Nuclear ARVCF protein binds splicing factors and contributes to the regulation of alternative splicing
- J Biol Chem. 2014 May 2;289(18):12421-34. doi: 10.1074/jbc.M113.530717.
- 1. From the Division of Vascular Oncology and Metastasis, German Cancer Research Center, DKFZ-ZMBH Alliance, 69120 Heidelberg, Germany.

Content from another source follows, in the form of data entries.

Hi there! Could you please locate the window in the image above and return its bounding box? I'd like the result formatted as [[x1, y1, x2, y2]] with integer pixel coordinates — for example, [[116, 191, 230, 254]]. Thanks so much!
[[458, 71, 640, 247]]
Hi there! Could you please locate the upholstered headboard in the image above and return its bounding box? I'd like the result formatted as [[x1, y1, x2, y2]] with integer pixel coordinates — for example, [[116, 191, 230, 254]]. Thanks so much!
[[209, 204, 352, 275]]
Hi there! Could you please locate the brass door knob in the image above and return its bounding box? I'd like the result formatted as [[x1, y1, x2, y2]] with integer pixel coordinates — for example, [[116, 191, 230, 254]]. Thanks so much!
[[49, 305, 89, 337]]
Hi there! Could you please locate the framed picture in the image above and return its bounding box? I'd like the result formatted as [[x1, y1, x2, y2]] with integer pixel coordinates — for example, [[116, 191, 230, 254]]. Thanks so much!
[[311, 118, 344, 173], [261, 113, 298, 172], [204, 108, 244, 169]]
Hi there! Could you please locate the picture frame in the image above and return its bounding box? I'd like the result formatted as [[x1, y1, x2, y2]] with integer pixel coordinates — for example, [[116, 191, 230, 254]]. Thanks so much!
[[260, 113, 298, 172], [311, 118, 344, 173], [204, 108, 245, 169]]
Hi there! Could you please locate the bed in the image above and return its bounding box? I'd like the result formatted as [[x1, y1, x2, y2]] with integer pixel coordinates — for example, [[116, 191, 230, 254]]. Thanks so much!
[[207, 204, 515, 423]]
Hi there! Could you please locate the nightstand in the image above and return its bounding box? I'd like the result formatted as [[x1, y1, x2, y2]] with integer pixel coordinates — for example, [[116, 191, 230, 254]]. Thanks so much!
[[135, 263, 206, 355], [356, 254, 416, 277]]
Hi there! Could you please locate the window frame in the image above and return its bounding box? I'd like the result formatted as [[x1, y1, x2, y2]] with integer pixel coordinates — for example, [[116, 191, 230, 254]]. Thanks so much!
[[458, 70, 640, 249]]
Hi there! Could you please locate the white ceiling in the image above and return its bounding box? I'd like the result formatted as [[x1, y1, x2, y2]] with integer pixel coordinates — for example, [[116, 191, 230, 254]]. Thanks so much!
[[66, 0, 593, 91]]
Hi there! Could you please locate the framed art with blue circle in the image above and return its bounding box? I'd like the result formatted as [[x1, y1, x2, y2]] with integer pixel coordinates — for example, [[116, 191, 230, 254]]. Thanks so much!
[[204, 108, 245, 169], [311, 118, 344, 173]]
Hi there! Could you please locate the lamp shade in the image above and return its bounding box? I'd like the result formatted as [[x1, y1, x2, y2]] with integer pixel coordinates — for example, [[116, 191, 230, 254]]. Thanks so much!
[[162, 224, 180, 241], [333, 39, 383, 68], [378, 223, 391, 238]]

The armadillo repeat protein ARVCF is a component of adherens junctions. Similar to related proteins, such as p120-catenin and β-catenin, with known signaling functions, localization studies indicate a cytoplasmic and a nuclear pool of ARVCF. We find that ARVCF interacts with different proteins involved in mRNA-processing: the splicing factor SRSF1 (SF2/ASF), the RNA helicase p68 (DDX5), and the heterogeneous nuclear ribonucleoprotein hnRNP H2. All three proteins bind to ARVCF in an RNA-independent manner. Furthermore, ARVCF occurs in large RNA-containing complexes that contain both spliced and unspliced mRNAs of housekeeping genes. By domain analysis, we show that interactions occur via the ARVCF C terminus. Overexpression of ARVCF, p68, SRSF1, and hnRNP H2 induces a significant increase in splicing activity of a reporter mRNA. Upon depletion of ARVCF followed by RNA sequence analysis, several alternatively spliced transcripts are significantly changed. Therefore, we conclude that nuclear ARVCF influences splicing of pre-mRNAs. We hypothesize that ARVCF is involved in alternative splicing, generating proteomic diversity, and its deregulation may contribute to diseased states, such as Cancer and neurological disorders.